US deal and rave reviews in Berlin for Stephen Johnson’s ‘High Ground’
Jacob Junior Nayinggul and Simon Baker at the Berlin premiere.
The Samuel Goldwyn Co. has nabbed US rights to Stephen Johnson’s Western High Ground which received rave reviews after the world premiere at the Berlin International Film Festival.
The deal continues Goldwyn’s relationship with Bunya Productions’ David Jowsey and Greer Simpkin after the distributor released Warwick Thornton’s Sweet Country in 2018.

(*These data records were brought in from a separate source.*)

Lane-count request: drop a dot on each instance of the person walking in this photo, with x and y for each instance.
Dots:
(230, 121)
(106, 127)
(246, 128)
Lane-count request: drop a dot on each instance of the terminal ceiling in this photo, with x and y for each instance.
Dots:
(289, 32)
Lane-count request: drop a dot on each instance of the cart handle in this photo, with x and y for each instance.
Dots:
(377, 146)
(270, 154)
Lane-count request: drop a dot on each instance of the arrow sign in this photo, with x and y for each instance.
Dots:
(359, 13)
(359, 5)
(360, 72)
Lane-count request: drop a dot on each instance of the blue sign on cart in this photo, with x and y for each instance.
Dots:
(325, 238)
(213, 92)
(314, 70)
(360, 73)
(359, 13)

Last year Goldwyn acquired Wayne Blair’s Top End Wedding, which premiered on VOD on February 21, Mirrah Foulkes’ Judy and Punch, which will get a limited theatrical release on April 24, and Koko: A Red Dog Story, the third edition of the franchise written and directed by Aaron McCann and Dominic Pearce,
Bunya produced High Ground with Maggie Miles, Johnson and Yothu Yindi co-founder Witiyana Marika, scripted by Chris Anastassiades.
The US deal was brokered by Samuel Goldwyn’s CEO Peter Goldwyn and Nicolas Brigaud-Robert, CEO of the international sales agent Playtime.

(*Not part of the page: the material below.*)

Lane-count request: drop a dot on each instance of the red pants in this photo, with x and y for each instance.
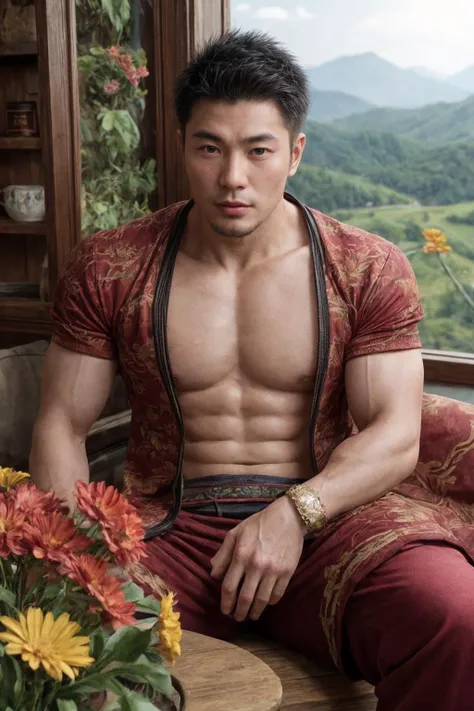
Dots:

Among the first reviews, the Hollywood Reporter’s Stephen Dalton hailed a “gripping, visually spectacular revenge thriller that makes superb use of stunning landscapes while also addressing the lingering scars of colonial-era racism.”

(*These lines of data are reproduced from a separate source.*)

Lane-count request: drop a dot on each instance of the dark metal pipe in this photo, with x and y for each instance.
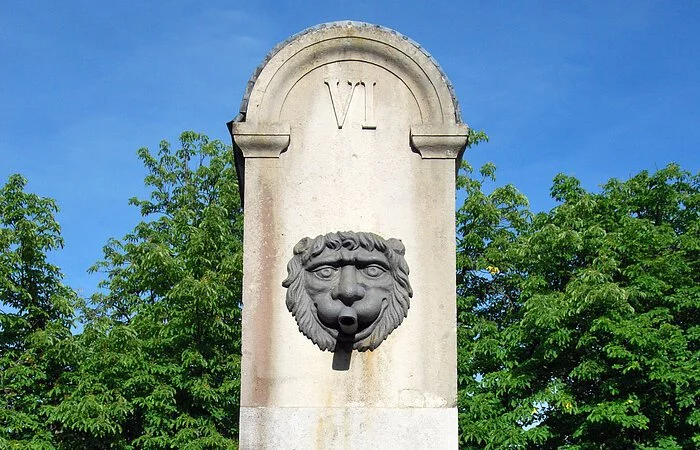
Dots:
(347, 320)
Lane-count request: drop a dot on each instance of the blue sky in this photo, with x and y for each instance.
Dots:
(593, 89)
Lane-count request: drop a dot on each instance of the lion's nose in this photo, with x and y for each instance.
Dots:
(347, 290)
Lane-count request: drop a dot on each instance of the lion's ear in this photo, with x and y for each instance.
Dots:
(301, 246)
(397, 246)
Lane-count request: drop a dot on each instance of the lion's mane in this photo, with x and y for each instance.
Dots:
(303, 309)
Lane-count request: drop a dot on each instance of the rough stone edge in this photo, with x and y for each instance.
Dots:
(343, 23)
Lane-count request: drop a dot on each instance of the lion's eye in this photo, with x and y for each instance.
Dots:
(325, 272)
(374, 271)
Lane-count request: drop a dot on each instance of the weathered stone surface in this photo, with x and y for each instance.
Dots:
(348, 127)
(349, 428)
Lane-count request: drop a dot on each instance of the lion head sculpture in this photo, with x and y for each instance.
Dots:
(347, 289)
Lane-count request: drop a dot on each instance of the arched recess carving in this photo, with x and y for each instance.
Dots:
(257, 131)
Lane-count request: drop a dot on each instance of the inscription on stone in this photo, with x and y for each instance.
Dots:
(342, 105)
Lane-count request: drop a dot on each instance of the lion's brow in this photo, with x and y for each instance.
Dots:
(338, 258)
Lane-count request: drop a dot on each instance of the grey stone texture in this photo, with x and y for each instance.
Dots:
(349, 126)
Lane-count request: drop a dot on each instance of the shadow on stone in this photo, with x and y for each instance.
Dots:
(341, 356)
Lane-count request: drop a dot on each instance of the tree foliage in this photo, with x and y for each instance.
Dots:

Dalton said Johnson’s second feature following Yolngu Boy is a “visually ravishing and commendably nuanced frontier saga with a timely anti-racist message”, with a high technical polish and potentially broad audience appeal.
Variety’s Guy Lodge lauded a “sinewy, sun-baked face-off between Indigenous and invading armies in the Arnhem Land wilderness” and predicted it will play universally.
Simon Baker stars as Travis, a policeman and former WW1 soldier who loses control of an operation, resulting in the massacre of an Indigenous tribe.
While his superiors decide to bury the truth, Travis quits in disgust, only to be forced back 12 years later as a bounty hunter to hunt down Baywara, an Aboriginal warrior whose attacks on new settlers are causing havoc.
Travis recruits as his tracker the young mission-raised Gutjuk (Jacob Junior Nayinggul), the only known survivor of the carnage.
Jack Thompson is Moran, the head of the police outpost, with Callan Mulvey as Ambrose, a police officer who fought with Travis in WW1, and Aaron Pedersen as a lethal black tracker from Queensland.
The cast also includes Caren Pistorious as Claire, the mission manager and teacher, Ryan Corr as Braddock, a priest who is Claire’s brother, John Brumpton, David Field and Andy McPhee.
Madman Entertainment will distribute the film co-funded by Screen Australia, Maxo Studios, Screen Territory, Film Victoria, Bunya Productions and Savage Films.